Uma preocupação que parecia não ter fim

Com a situação piorando sem parar, os pais angustiados temiam nunca descobrir o que tinha o filho, agora com cinco meses. Mas Carla conversou com uma prima de segundo grau que lhe sugeriu que tentassem o hospital universitário de Salvador, onde seu filho, que tinha uma doença crônica, era tratado.

No Hospital Universitário Professor Edgard Santos, a família conheceu a Dra. Edna Lúcia Souza, que imediatamente deu início aos exames. “Os pais estavam tristes e preocupadíssimos”, recorda ela. “Não tinham esperança de que pudéssemos ajudar.”

Agora a urticária era tão grave que cobria o rosto, os membros, a barriga, as costas e até as nádegas de Davi. Novas lesões se abriam, enquanto outras formavam crostas. As coxas inchadas pareciam tão largas quanto a cintura do menino. Desconfortável, o bebê não parava de chorar.

A princípio, a Dra. Edna achou que fosse uma reação grave ao antibiótico oral que ele parara recentemente de tomar. Os exames de sangue chegaram a mostrar nível baixo de albumina, que pode ser causado pela reação a medicamentos.

No entanto, Davi tinha gotículas de gordura nas fezes. Esse era um possível sinal de má absorção, em que os nutrientes não são corretamente aproveitados pelo corpo. O edema ou inchaço pode ser indicativo de má nutrição. Como também a baixa albumina. Davi estaria desnutrido? Ele não era pequeno nem magro demais, mas o edema poderia mascarar o emagrecimento.

Leia também: Fibrose cística: causas, sintomas e tratamento

Há algumas doenças, diz a Dra. Edna, em que sua equipe pensa quando os bebês parecem desnutridos. Uma é a fibrose cística (FC), doença genética do pulmão. Ela restringe os movimentos normais da água e dos sais minerais no organismo e pode causar acúmulo de muco espesso no pulmão, provocando infecções. É comum o pâncreas não produzir enzimas suficientes para a digestão. Os sintomas respiratórios podem queimar calorias. Mas a urticária generalizada não é um sintoma típico da FC.

Ainda assim, Davi estava no hospital havia sete dias sem diagnóstico, e a tosse e a respiração chiada chamaram a atenção da Dra. Edna. A fibrose cística é genética e, por acaso, era a doença do primo distante de Davi. “Não era um parente próximo”, diz a Dra. Edna, “mas nos ajudou a achar que poderia ser FC.”
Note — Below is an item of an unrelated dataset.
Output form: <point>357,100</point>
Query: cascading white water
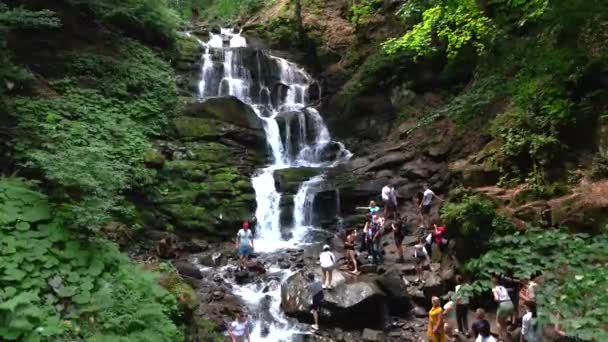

Em muitos países, os bebês fazem o exame de FC ao nascer. Mas Davi, nascido três anos antes que a Bahia exigisse o teste do pezinho, não o fizera. A fibrose cística provoca níveis mais altos de sais minerais no suor, e a Dra. Edna fez um exame em que as glândulas sudoríparas são estimuladas com uma corrente elétrica leve; o suor é coletado num tubo e analisado.

O resultado positivo

Como o primo e mais 70 mil pessoas no mundo, Davi era portador de fibrose cística. Na verdade, as culturas bacterianas do pulmão revelaram três infecções ativas.

O diagnóstico explicava os sintomas respiratórios e a situação nutricional, mas o que causara a urticária grave? Só 30 e poucos casos como esse foram relatados no mundo inteiro em pacientes com fibrose cística. A Dra. Edna desconfia que as alterações na pele podem estar ligadas às deficiências nutricionais.

Davi ficou mais cinco semanas no hospital. Recebeu vitaminas, enzimas e um medicamento para limpar as vias respiratórias. “Quando teve alta, estava muito bem e, desde então, não precisou mais ser internado”, informa a Dra. Edna. Dois anos depois, a irmã mais nova de Davi nasceu com fibrose cística e pôde começar o tratamento mais cedo, graças ao teste do pezinho.

Hoje, a Dra. Edna ainda trata Davi e a irmã. “Temos uma relação de confiança com seus pais”, diz ela. “Eles sabem que tentamos fazer o melhor por seus filhos.”